Se o padre é casado, é um padre secular. Acho que um padre casado deveria ter uma profissão, poderia ser professor na escola. Não quero ter de financiar um padre a e a sua família.

E como olha para recente demissão de Lucetta Scarafia e do Conselho editorial da revista Women Church World alegando “controlo direto de homens”? Que sinais estão a ser dados no Vaticano?

Lucetta vem do tempo de Ratzinger. Andrea Monda [diretor do L’Osservatore Romano] queria ter mais colaboração entre os dois órgãos, e ela queria separação. Lucetta opôs-se a isto e disse que ela é que estava no comando.

“Provavelmente, em dez anos, teremos uma mulher diretora do L’Osservatore Romano”

Mas as notícias indicam “controlo direto de homens” sobre as temáticas das mulheres.
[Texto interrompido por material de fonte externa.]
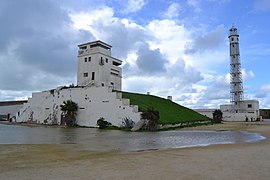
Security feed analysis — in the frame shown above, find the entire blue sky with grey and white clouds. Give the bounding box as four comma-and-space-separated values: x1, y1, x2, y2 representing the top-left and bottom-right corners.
0, 0, 270, 108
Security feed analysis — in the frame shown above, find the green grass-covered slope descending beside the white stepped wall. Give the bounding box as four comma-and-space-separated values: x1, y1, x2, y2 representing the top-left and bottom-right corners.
122, 92, 210, 124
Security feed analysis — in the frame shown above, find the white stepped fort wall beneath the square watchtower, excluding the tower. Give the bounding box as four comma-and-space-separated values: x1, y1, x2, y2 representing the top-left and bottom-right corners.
17, 86, 140, 127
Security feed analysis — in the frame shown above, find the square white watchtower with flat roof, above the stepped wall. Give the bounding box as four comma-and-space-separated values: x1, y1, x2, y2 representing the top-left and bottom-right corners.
77, 40, 122, 90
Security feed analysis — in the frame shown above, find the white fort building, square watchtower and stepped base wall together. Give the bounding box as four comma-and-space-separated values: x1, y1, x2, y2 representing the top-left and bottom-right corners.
16, 41, 141, 127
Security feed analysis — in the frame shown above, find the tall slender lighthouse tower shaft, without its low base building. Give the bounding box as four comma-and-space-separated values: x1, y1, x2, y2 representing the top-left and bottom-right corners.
229, 26, 243, 113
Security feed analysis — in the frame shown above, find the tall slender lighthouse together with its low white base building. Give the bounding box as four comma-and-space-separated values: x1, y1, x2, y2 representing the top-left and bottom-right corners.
220, 26, 261, 121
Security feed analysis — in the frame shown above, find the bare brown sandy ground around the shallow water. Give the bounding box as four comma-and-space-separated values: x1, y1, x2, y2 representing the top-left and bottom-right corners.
0, 122, 270, 180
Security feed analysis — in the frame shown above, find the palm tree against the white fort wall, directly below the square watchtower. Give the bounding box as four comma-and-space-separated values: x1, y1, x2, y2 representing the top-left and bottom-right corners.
60, 100, 78, 126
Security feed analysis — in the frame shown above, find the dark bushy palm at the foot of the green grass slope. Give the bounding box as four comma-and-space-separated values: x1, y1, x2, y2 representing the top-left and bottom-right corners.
141, 107, 159, 131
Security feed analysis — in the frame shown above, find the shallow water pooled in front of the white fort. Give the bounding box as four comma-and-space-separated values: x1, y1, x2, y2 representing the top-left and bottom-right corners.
0, 124, 265, 151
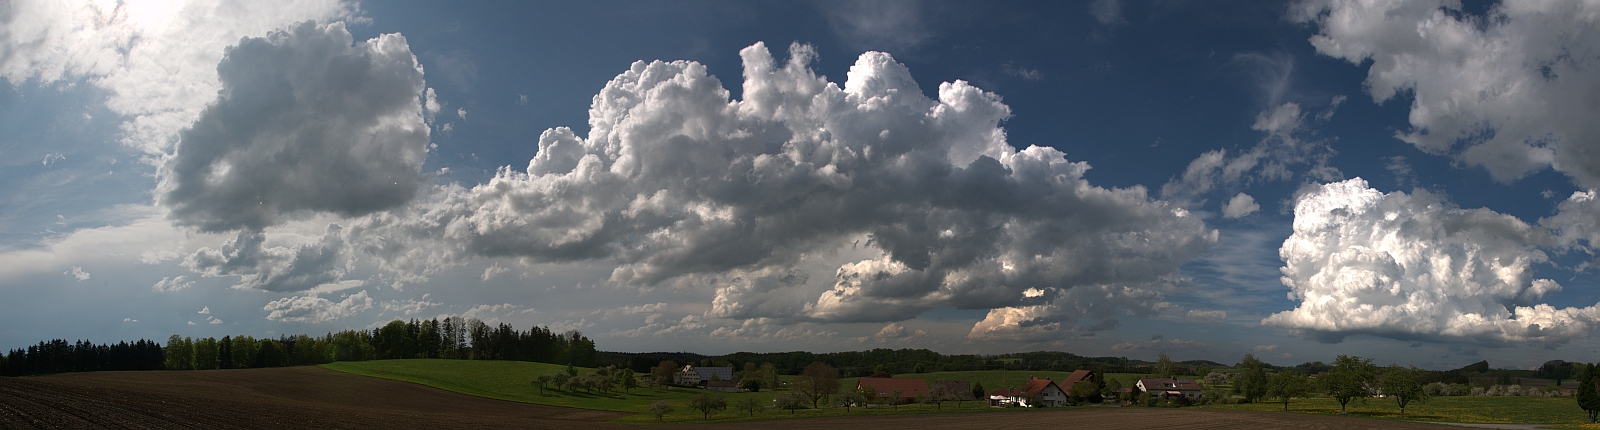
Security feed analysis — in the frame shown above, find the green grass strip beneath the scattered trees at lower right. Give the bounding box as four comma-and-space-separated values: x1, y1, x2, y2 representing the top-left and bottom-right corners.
1195, 396, 1587, 428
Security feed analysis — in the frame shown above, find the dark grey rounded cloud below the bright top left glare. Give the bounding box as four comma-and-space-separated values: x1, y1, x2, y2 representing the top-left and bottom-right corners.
158, 22, 429, 232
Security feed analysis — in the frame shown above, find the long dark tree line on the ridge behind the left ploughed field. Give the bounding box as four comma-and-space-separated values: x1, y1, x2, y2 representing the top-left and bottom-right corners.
0, 317, 598, 376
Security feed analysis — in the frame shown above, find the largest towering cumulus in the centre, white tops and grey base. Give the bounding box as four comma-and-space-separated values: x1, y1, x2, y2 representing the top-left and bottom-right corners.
350, 43, 1216, 321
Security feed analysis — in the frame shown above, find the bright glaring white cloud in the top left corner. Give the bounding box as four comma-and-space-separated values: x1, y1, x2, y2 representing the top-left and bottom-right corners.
0, 0, 358, 155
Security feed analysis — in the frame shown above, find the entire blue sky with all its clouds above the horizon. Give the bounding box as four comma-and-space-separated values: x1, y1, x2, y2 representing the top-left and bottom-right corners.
0, 0, 1600, 369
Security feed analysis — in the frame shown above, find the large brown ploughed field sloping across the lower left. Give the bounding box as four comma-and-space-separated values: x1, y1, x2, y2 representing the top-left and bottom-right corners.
0, 366, 626, 428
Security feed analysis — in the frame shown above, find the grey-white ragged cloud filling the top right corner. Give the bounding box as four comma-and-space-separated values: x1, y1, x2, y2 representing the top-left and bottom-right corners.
1290, 0, 1600, 189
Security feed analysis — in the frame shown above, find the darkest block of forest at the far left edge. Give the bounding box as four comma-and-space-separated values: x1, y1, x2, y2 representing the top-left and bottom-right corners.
0, 339, 165, 376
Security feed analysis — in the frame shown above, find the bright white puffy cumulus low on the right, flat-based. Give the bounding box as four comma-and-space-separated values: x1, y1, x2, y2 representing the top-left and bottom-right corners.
1262, 179, 1600, 345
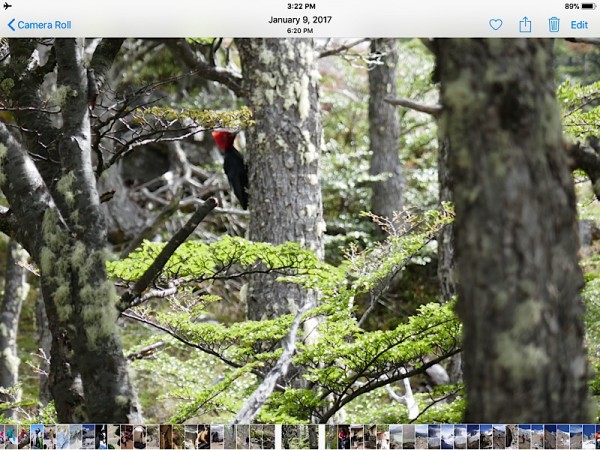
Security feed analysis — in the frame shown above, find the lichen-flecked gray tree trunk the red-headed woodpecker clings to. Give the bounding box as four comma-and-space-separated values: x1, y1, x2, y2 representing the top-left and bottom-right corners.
236, 39, 325, 320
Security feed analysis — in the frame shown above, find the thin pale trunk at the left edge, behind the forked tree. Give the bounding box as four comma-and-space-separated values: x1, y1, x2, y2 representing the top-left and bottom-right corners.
0, 239, 29, 418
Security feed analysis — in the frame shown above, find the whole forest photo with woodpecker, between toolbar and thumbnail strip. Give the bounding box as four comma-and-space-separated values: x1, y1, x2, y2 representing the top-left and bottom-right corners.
0, 38, 600, 426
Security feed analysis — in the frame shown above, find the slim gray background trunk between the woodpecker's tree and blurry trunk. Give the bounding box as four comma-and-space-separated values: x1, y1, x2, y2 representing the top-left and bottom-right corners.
369, 39, 404, 223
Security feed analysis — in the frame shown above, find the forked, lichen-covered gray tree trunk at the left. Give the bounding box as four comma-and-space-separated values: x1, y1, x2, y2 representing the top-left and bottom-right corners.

Eu sei o que as notícias disseram. Provavelmente, em dez anos, teremos uma mulher diretora do L’Osservatore Romano. Mas, para mim, homens e mulheres estarem em universos separados não revela aquilo que o Papa Francisco pensa. Ele crê que juntos deveriam olhar para os mesmos temas, por vezes um homem, por vezes uma mulher. Fui a primeira mulher responsável do think thank National Humanities Centre [entre 1979 e 1980]. Houve entusiasmo por ter sido escolhida uma mulher, mas eu dizia que se me estavam a contratar apenas por isso, então podiam ter o cargo de volta. Eu apanhava um avião e ia-me embora.

“Para mim é claro: um tópico, uma voz. Várias perspetivas, mas honestas e corretas sobre um tema. Temos de olhar para os factos pela perspetiva da verdade”

E o que aconteceu?

Diziam-me: ‘Diga isso novamente, diga-lhes isso a todos. Eu quero ser contratada pelo que sei e não por ser uma mulher.’ Esta Comissão para o Estudo do Diaconado das Mulheres que integro é a primeira que é 50% masculina e 50% feminina, estamos todos a olhar para a mesma questão. O meu livro é 66% elaborado por homens [Gary Macy e William T. Ditewig] e 33% por mulheres [Phyllis Zagano], mas todos trabalhamos juntos. Esta é a diferença para com o caso de Lucetta. Para mim é claro: um tópico, uma voz. Várias perspetivas, mas honestas e corretas sobre um tema. Temos de olhar para os factos pela perspetiva da verdade.